Reste que le procédé qui permet de transformer l’eau de mer en eau douce est très gourmand en énergie, et donc coûteux, même l’usine de Makta présentée comme particulièrement rentable, facture le mètre cube d’eau environ 50 cents, ce qui représente un prix beaucoup plus cher que celui issu des barrages.

Un développement économique et technique sans faille de l’osmose inverse

Malgré cette limite, les acteurs gardent confiance en cette technique, dans la mesure où le besoin en eau potable excèdera nécessairement le coût énergétique de son traitement. Selon les prévisions de Media Analytics Limited (Global Water Intelligence),
« l’industrie du dessalement devrait atteindre 64,3 millions de litres par jour en 2010 et 97,5 millions en 2015. Cela représenterait une augmentation de capacité de 140 % depuis 2005. Cette expansion nécessiterait un investissement de 25 milliards de dollars d’ici 2010 et de 56,4 milliards de dollars avant la fin 2015. Suivant la tendance actuelle, plus de la moitié de ces investissements devraient être apportés par le secteur privé ce qui fait du secteur du dessalement la partie la plus internationale de l’industrie de l’eau, en plus d’être la plus axée sur la haute technologie ».


Une technologie pour les pays riches ?

WWF rappelle notamment que les usines de dessalement consomment beaucoup d’énergie et par conséquent émettent des gaz à effet de serre.
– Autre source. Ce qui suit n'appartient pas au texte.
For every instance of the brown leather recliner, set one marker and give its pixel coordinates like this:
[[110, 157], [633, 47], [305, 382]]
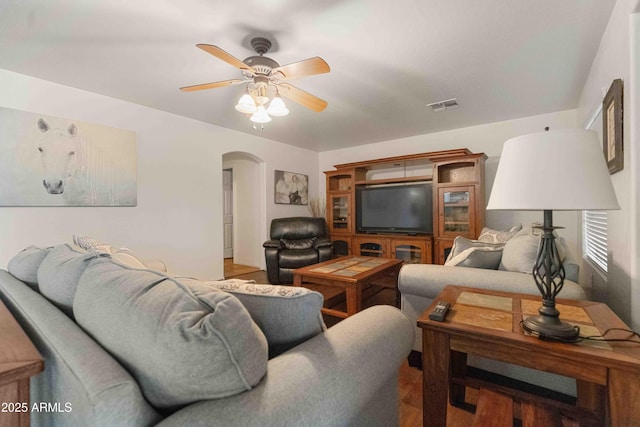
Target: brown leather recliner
[[295, 242]]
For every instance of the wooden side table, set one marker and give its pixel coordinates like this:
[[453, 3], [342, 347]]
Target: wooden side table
[[487, 324], [19, 360]]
Elle craint d’ailleurs que les nouvelles usines de dessalement d’eau de mer entraînent le déploiement d’installations de production d’énergie nucléaire. Un accord de coopération entre l’Algérie et la France pour le dessalement nucléaire a été signé en décembre 2007. L’impact sur l’écosystème marin et le devenir des sels rejetés en mer en sortie d’usine sont également des questions qui n’ont pas été approfondies.
« Pour le moment notre connaissance des impacts est en grande partie basée sur la recherche qui s’est limitée à des usines relativement petites et isolées les unes des autres »,

Or, les autorités publiques de l’eau et l’industrie du dessalement semblent s’orienter vers la création d’usines toujours plus grandes et reliées entre elles. En ce sens, l’Etat du Western Australia, en faisant construire l’usine de Perth, a émis une règle : l’électricité consommée par une usine de dessalement doit provenir d’énergie renouvelable. Cela signifie que les Etats s’engagent à ajouter à leur réseau de production d’électricité une ferme éolienne ou solaire d’une capacité équivalente à la consommation de leurs usines de dessalement.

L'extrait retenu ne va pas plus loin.